Uludağ Üniversitesi İlahiyat Fakültesi Dergisi, cilt.30, sa.2, ss.331-359, 2021 (Hakemli Dergi)
Hadis
münekkitlerinin bidat ehli ravilerin rivayetlerine yaklaşımlarında ihtilaf
içinde oldukları bilinmektedir. Buna paralel olarak birçok hadisin sıhhat
değerlendirilmesinde farklı hükümler ortaya çıkmıştır. Bu makalenin konusu da
mezkûr ihtilafın hadislerin sıhhatini tespitte doğurduğu farklı neticeleri, belirlenen
örnekler üzerinden göstermeyi amaçlamaktadır. Böylece meṭāʿın-i ʿaşere
olarak bilinen cerh sebeplerinin hepsinin ittifakla kabul edilmediği
görülecektir. Konunun araştırılmasında Ebü’l-Feyz Ahmed el-Gumârî’nin Abdürraûf
el-Münâvî’ye getirdiği itirazlar örnek olarak kullanılmıştır. Önce ravi ve
rivayeti ardından da Münâvî ve Ebü’l-Feyz Ahmed’in rivayet hakkındaki
değerlendirlmeleri gösterilmiş ve genel bir hüküm çıkarılmaya çalışılmıştır.
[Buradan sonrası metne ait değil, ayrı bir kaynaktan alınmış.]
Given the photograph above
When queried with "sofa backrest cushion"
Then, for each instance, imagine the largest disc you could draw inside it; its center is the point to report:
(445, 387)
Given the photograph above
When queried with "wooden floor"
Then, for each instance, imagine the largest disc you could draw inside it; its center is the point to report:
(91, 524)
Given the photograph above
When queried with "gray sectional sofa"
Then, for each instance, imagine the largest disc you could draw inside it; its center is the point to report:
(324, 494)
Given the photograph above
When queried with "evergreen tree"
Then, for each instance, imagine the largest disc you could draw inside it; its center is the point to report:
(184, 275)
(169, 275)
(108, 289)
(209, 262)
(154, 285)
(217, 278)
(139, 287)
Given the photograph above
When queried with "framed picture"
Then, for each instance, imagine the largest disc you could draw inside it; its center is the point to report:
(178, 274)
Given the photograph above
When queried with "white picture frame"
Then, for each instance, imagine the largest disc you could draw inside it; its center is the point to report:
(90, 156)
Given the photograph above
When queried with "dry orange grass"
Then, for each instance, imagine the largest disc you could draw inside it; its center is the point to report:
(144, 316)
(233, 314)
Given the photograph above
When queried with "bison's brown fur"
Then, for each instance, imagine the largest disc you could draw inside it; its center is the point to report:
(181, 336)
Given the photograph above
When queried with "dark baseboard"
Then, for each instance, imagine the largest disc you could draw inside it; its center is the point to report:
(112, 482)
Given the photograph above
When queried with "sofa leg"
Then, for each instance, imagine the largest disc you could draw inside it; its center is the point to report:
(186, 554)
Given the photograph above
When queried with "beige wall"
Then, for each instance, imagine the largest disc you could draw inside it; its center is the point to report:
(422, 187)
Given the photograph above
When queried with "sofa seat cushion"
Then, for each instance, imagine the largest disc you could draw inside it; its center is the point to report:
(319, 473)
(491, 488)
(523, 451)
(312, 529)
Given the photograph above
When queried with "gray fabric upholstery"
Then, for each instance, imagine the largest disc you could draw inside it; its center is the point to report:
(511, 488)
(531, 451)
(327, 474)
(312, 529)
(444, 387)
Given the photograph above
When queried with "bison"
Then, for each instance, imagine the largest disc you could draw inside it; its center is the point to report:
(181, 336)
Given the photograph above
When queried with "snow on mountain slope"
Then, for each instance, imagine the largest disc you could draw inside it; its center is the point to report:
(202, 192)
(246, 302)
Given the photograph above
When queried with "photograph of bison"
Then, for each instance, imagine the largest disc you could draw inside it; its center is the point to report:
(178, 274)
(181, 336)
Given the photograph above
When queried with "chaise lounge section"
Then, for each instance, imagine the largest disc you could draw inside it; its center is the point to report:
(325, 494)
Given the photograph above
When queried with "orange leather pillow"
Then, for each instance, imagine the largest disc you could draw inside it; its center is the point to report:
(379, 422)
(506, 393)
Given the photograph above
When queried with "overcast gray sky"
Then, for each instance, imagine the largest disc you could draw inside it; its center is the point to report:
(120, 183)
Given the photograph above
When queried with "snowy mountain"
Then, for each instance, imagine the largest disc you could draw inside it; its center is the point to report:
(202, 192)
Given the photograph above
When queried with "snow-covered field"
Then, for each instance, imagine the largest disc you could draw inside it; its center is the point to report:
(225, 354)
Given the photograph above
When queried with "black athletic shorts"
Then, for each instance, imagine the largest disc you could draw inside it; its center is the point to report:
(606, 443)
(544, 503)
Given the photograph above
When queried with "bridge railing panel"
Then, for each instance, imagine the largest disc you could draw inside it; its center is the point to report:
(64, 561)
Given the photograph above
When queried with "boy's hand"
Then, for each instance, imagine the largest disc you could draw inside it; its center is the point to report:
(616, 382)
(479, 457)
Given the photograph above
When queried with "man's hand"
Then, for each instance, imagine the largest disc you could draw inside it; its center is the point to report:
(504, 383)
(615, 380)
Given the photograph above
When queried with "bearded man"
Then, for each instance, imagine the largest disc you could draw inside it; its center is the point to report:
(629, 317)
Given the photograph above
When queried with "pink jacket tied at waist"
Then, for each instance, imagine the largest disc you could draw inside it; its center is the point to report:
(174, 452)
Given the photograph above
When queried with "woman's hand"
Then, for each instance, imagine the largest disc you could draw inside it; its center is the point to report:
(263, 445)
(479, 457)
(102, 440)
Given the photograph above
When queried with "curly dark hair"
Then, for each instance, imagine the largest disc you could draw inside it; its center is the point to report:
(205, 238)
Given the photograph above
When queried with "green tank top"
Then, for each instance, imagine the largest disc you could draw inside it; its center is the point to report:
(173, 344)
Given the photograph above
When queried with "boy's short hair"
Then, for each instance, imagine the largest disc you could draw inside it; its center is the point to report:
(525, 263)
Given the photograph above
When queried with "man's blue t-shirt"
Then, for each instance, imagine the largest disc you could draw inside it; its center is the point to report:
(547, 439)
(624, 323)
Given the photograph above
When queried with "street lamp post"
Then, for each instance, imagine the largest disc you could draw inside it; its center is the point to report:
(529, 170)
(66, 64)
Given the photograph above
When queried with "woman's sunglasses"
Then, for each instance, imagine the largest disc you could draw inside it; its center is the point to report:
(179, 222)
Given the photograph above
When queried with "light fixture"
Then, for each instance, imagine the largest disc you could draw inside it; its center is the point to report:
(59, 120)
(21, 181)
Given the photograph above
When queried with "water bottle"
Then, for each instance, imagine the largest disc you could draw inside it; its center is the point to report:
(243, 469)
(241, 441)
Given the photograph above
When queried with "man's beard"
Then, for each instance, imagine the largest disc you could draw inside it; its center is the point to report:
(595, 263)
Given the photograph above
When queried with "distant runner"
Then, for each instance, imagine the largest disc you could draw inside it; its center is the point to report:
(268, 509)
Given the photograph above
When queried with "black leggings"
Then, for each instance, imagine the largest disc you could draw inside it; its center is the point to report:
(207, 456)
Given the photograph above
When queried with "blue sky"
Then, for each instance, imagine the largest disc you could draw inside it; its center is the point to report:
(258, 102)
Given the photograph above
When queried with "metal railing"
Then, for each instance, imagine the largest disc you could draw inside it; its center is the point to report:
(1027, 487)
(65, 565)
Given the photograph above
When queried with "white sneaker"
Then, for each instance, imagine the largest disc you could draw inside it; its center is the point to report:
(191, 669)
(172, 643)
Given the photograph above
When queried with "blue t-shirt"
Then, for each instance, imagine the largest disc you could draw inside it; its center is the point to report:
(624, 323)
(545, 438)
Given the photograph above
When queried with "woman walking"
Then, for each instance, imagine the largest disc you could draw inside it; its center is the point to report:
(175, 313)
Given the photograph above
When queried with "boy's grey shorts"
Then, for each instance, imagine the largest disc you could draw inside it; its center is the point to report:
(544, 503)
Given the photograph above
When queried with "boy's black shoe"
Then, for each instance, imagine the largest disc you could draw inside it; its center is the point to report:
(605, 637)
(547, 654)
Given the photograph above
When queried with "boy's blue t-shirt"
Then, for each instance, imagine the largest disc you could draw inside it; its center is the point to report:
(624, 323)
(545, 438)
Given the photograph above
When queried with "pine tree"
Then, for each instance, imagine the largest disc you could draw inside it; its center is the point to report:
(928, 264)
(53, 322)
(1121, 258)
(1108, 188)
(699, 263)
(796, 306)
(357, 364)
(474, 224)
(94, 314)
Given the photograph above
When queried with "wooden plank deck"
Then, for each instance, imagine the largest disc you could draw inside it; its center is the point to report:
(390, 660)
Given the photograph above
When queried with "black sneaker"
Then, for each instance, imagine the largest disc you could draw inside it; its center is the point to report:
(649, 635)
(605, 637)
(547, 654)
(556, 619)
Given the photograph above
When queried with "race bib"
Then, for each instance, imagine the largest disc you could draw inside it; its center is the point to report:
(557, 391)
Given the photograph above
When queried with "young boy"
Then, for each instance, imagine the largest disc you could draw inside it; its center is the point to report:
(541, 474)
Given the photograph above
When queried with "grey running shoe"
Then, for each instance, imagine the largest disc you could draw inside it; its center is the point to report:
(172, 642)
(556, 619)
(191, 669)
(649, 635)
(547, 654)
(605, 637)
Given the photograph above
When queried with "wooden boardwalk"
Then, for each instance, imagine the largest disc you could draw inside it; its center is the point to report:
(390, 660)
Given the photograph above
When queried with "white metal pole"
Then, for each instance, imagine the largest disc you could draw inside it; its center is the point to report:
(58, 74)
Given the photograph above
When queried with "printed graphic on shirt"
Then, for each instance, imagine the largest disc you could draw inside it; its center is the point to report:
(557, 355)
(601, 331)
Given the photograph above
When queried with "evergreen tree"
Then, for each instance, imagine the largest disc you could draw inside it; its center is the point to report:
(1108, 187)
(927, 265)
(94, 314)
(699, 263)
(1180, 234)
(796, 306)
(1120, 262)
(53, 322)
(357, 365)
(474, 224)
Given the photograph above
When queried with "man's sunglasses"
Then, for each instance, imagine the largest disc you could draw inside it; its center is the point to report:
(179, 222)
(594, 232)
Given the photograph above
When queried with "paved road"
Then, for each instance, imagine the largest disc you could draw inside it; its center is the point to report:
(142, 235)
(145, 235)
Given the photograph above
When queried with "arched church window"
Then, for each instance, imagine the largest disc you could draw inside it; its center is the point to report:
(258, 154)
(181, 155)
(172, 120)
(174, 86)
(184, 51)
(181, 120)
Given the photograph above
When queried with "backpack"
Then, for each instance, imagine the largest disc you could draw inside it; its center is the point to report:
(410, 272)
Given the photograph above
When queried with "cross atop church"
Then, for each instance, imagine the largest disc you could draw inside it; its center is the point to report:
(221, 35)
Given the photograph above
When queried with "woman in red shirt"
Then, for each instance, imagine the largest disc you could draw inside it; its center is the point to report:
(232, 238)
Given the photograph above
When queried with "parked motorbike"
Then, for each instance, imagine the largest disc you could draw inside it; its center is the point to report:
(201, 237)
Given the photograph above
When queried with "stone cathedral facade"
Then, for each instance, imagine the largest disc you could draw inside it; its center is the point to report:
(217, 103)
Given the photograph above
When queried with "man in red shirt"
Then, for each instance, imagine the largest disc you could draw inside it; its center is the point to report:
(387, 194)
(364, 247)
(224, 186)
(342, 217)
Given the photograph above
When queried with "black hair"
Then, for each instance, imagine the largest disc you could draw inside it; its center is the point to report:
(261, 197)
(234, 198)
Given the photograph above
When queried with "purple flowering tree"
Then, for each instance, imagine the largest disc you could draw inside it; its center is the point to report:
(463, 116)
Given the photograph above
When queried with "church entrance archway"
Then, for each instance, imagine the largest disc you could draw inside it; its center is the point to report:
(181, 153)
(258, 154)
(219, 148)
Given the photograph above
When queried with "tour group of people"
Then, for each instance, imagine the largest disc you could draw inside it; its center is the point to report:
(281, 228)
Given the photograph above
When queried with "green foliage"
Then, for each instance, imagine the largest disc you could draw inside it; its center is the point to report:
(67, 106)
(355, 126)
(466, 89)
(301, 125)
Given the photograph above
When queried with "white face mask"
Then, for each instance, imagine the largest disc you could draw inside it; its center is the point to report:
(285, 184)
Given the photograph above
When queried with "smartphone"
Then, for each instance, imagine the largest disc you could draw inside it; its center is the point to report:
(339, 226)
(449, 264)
Konunun cerh-taʿdîlin içtihadîliği ile yakından alakalı olmasından ötürü, örneklere
geçilmeden önce cerh-taʿdîlin içtihadîliği konusu tartışılmıştır. Burada cerh-taʿdîlin
içtihadîliğinin sınırları gösterilmeye çalışılmıştır. Buna göre rivayetlerin
kabulü için ravinin adalet ve zabt şartlarını taşıması münekkitler arasında
ittifakla gerekli görülmektedir. Ancak neyin adaletin gerçekleşmesini sağlayan
unsurlardan sayılacağında ortak bir karardan bahsedilemez. Cerh-taʿdîlin içtihadî
yönüne yapılan bu vurgulardan sonra münekkitlerin bidat ehli ravinin
rivayetlerinin kabul edilip edilmeyeceği hususunda düştükleri ihtilaftan
bahsedilmiştir. Böylece bidat ehlinin rivayetleri meselesinin tartışmaya açık
bir konu olduğu gösterilmiş olacaktır.